[Given as accepted species in Index Species Fungorum. I have not yet located any molecular work .]
Quercus myrsinaefolia (Chinese evergreen oak) On living trunks (“Ad truncos vivos.”) by Ito & Otani, in Otani 1957 (Japan).
This was presented to be a new species based on:
1) Different habitat: on a live tree of this species; whereas H. erinaceus was said to fruit on dead trunks of other Quercus species and Castanopsis cuspidata.
2) Having a salmon-pink or light yellowish-orange color with yellow flesh; rather than “whitish, then yellowish” with white flesh in H. erinaceus.
3) Having a botyroidal growth form. “Compound tubercular mass 18×13 cm” compared to H. erinaceus’s “Simple tubercular mass 5–30 cm diam.”
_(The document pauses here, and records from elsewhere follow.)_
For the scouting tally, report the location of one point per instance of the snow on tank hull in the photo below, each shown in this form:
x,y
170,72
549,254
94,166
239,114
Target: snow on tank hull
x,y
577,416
4) Having shorter subulate spines., 5—10 mm long arranged all of the surface; H. erinaceus was said to have 10—60 mm long straight spines hanging downward and no spines on the upper surface.
5) Gloeocystidia cylindrical with capitate apex; gloeocystidia of H. erinaceus cylindrical or fusoid, not capitate.
6) Spores subglobose or ovoid 4.5–6.5 x 4.5–6 µm; compared to H. erinaceus having globose or ovoid 5.5–7 µm spores.
7) This taxa has also been commented upon for significance of having non-amyloid (hyaline to slightly flesh-colored) spores reported but it is also noteworthy that, in this same paper, Hericium erinaceus was similarly reported to show a hyaline reaction (non-amyloid) for its spores. AND it is also noteworthy that other workers have claimed a hyaline reaction for erinaceus spores (for example BCRC lists a hyaline reaction both for H. erinaceus and also for “H. ramosum”) suggesting there may be divergent approaches to staining or a possible misinterpretation of colors based on cultural color definitions?
Only point 5 is actually potentially significant as H. erinaceus can apparently share all of the other features.
Ito and Otani’s fungus seems most likely to be an immature H. erinaceus colored by adverse conditions of moisture and/or temperature.
Compare to Burdsall’s “Hericium erinaceum ssp. erinaceo-abietis”, or to Nikolaeva’s Hericium pytchogasteroides, or to our notes concerning an odd erinaceus encountered in Mendocino County. The latter has subglobose to ovoid spores up to 5.25 x 7 µm.
Hericium botyroides does not appear to have ever been collected a second time.